El debilitamiento de los partidos políticos y el des-dibujamiento de las ideologías han contribuido enormemente a fermentar el choque de identidades (o “civilizaciones” en términos de Huntington). Lo que nos diferencia no son ideas, sino creencias y dogmas; no es lo que pensamos, sino lo que somos. Eso traslada las divergencias al plano personal; entonces, en vez de discusiones fundamentadas con argumentos y datos, lo que hay son fusilamientos irracionales del “otro”, a menudo usando los mismos métodos que se critican. Cuando lo hacemos “nosotros” está justificado, pero es inaceptable cuando lo hacen “los otros”. Atacamos a los mensajeros porque no nos interesa o no somos capaces de desmontar el mensaje.

Las redes sociales no solo han visibilizado las diferencias, sino que las han exacerbado por la mayor y más frecuente interacción. Las burbujas de socialización creadas por los algoritmos que nos conectan más con quienes refuerzan nuestra visión y creencias, más la creciente interacción antes imposible entre personas y grupos con visiones contrapuestas, magnifica las diferencias y produce una animosidad como bola de nieve.

Los que se molestan por el “imperialismo de los derechos humanos” y los que desprecian a los “fundamentalistas” y “primitivos” —términos mucho más suaves que los que vemos en redes sociales de parte de los distintos bandos—, no ven a los otros como personas que piensan distinto, sino como enemigos. Ni siquiera porque cambiamos de bando según sea el “trending topic” que nos induce a aliarnos con tal o cual facción, nos percatamos de que es mucho más lo que tenemos en común, que los que nos diferencia.

Uno de los factores que agravan la antipatía por “los otros” es la forma en que la manifestamos.
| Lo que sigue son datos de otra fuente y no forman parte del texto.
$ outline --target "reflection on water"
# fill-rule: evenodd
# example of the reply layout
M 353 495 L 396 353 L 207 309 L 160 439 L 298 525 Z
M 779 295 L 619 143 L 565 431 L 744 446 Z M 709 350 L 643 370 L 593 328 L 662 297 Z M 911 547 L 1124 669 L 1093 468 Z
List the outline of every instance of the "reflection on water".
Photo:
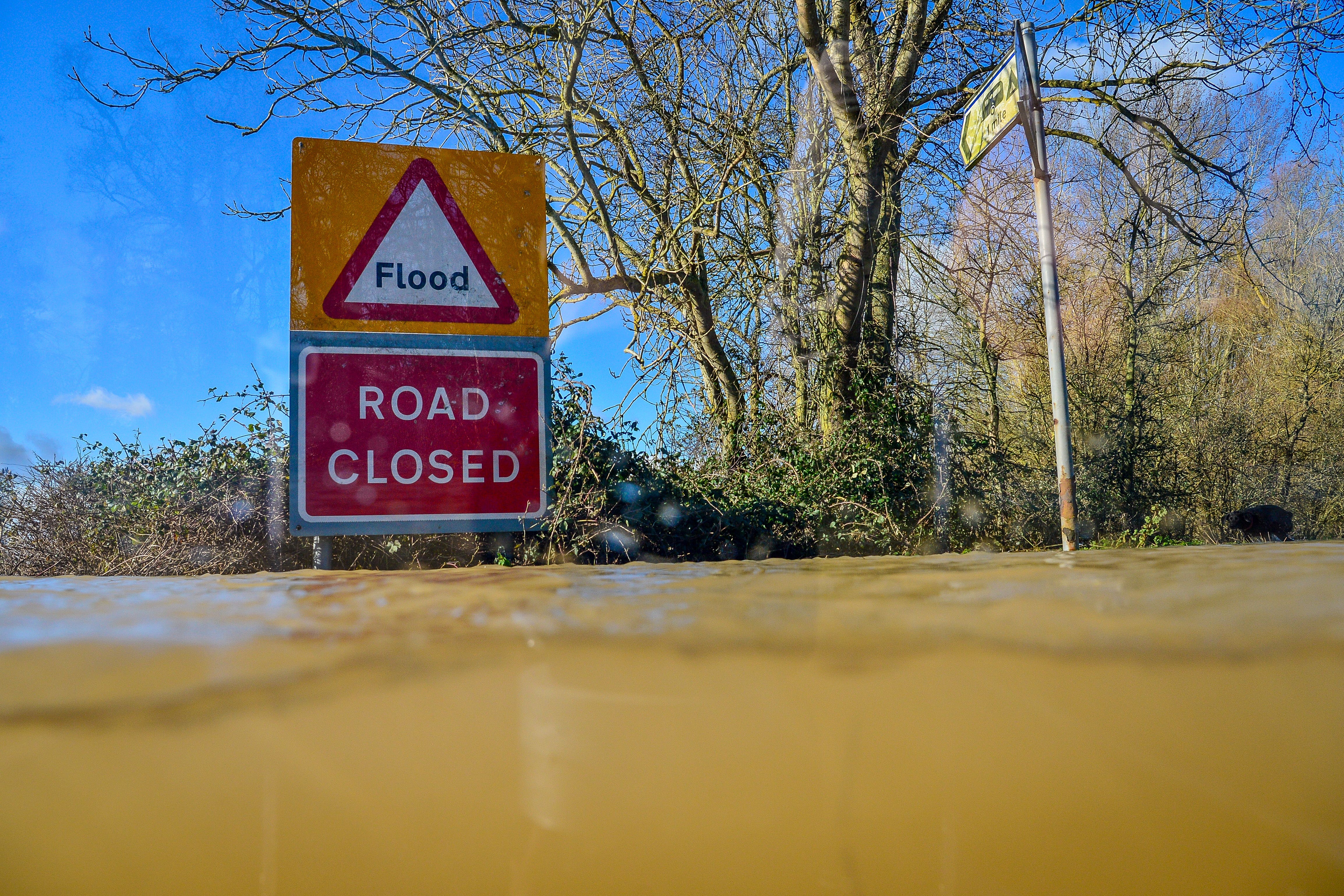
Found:
M 0 579 L 0 892 L 1339 893 L 1341 576 Z

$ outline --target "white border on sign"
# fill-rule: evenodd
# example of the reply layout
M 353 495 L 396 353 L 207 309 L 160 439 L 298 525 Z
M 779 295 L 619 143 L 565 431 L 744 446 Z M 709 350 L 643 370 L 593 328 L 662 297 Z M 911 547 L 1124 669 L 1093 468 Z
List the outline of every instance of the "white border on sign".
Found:
M 366 516 L 308 514 L 308 380 L 305 361 L 309 355 L 450 355 L 458 357 L 528 357 L 536 361 L 536 454 L 540 463 L 540 505 L 530 513 L 379 513 Z M 422 520 L 535 520 L 546 513 L 546 361 L 536 352 L 491 352 L 469 348 L 368 348 L 353 345 L 309 345 L 298 353 L 298 516 L 305 523 L 411 523 Z

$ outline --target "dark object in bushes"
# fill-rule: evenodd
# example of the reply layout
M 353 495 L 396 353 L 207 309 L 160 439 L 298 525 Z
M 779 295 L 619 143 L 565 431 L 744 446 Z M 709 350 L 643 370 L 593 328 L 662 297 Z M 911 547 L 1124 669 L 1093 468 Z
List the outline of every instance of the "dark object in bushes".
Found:
M 1245 510 L 1232 510 L 1223 517 L 1223 525 L 1249 536 L 1284 540 L 1293 531 L 1293 514 L 1277 504 L 1257 504 Z

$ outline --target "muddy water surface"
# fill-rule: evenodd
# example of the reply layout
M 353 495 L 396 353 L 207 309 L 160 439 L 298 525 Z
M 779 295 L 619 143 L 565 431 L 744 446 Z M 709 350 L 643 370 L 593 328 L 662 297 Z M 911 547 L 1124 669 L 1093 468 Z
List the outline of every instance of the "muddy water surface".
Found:
M 0 579 L 3 893 L 1340 893 L 1344 545 Z

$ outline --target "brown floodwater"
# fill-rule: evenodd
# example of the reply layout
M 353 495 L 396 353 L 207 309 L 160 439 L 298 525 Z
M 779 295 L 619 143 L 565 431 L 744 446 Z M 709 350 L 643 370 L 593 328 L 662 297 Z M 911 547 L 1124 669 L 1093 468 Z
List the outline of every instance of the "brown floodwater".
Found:
M 4 893 L 1341 893 L 1344 545 L 0 579 Z

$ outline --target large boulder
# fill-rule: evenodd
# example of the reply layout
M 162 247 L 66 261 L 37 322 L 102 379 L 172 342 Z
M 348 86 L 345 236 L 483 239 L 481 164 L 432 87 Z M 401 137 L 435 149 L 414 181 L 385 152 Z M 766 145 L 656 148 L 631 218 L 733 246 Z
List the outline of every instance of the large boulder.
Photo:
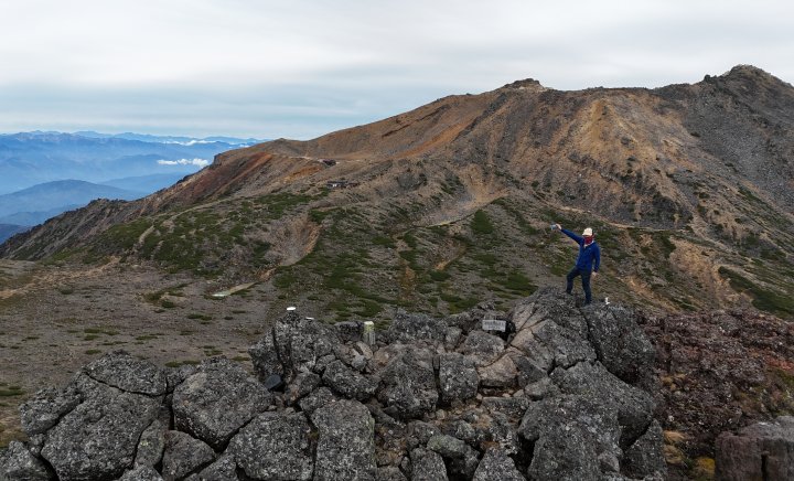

Antes de la existencia de las redes sociales había una clara distinción entre el lenguaje oral y el escrito; al redactar un discurso o una carta se estilaba formalidad y cortesía. En el caso de los políticos, los profesionales y otras figuras públicas, el lenguaje escrito era la norma aún en una conversación en vivo; el lenguaje coloquial se limitaba a los círculos íntimos. El ejemplo más obvio de rompimiento con esa tradición lo encarna Trump, que se expresa en público y escribe sus tuits tal y como habla con sus amigotes: con vocabulario de “locker room”.

Aquí lo hemos visto en médicos, sacerdotes, asesores parlamentarios, artistas e influenciadores de todo pelambre. Personas con formación académica y supuestos valores cristianos, creen que Facebook, Twitter, WhatsApp y las demás redes son recintos íntimos en los que pueden expresarse sin consecuencias de formas que usualmente están reservadas para contextos íntimos. El exabrupto cometido por alguien genera reacciones de igual o mayor agresividad; las redes son enormes cámaras de violencia y vulgaridad verbal que magnifican las divergencias.

Los memes, los insultos y las etiquetas peyorativas empobrecen el debate público e impactan negativamente lo que pensamos y sentimos; pero lo más preocupante no es esa forma hostil en que estamos expresando nuestra antipatía hacia “los otros”. Lo más grave son los sentimientos subyacentes: la intolerancia, el desprecio, el odio; y la consecuente desmembración de la identidad costarricense. El choque creciente entre las civilizaciones que convivimos dentro de nuestro país es veneno para la paz social y para la convivencia democrática. En lugar de contribuir a la innovación y al enriquecimiento de nuestra idiosincrasia, la fricción cultural está saboteando la capacidad de ponernos de acuerdo y de colaborar en la solución de los problemas cada vez más graves que nos aquejan.

Ronald Heifetz, el gurú de ejercicio de liderazgo de Harvard, dice que las palabras acarrean consigo una memoria antigua que podemos descubrir recurriendo a su etimología. Conocer las raíces y las derivaciones de las palabras que usamos nos muestra conexiones ocultas con otras palabras; al explorar esas conexiones no aparentes descubrimos capas de significados subterráneos que se manifiestan en las dinámicas sociales. Por eso cierro esta reflexión invocando la palabra moderación. Moderación deriva de la raíz indo-europea med- que significa tomar medidas apropiadas, dentro de límites razonables. Otras derivaciones de la raíz med- son modestia y medicina. Tener modestia sin duda conduce a la moderación en el actuar y en el hablar. De ambas medicinas está urgida nuestra convivencia.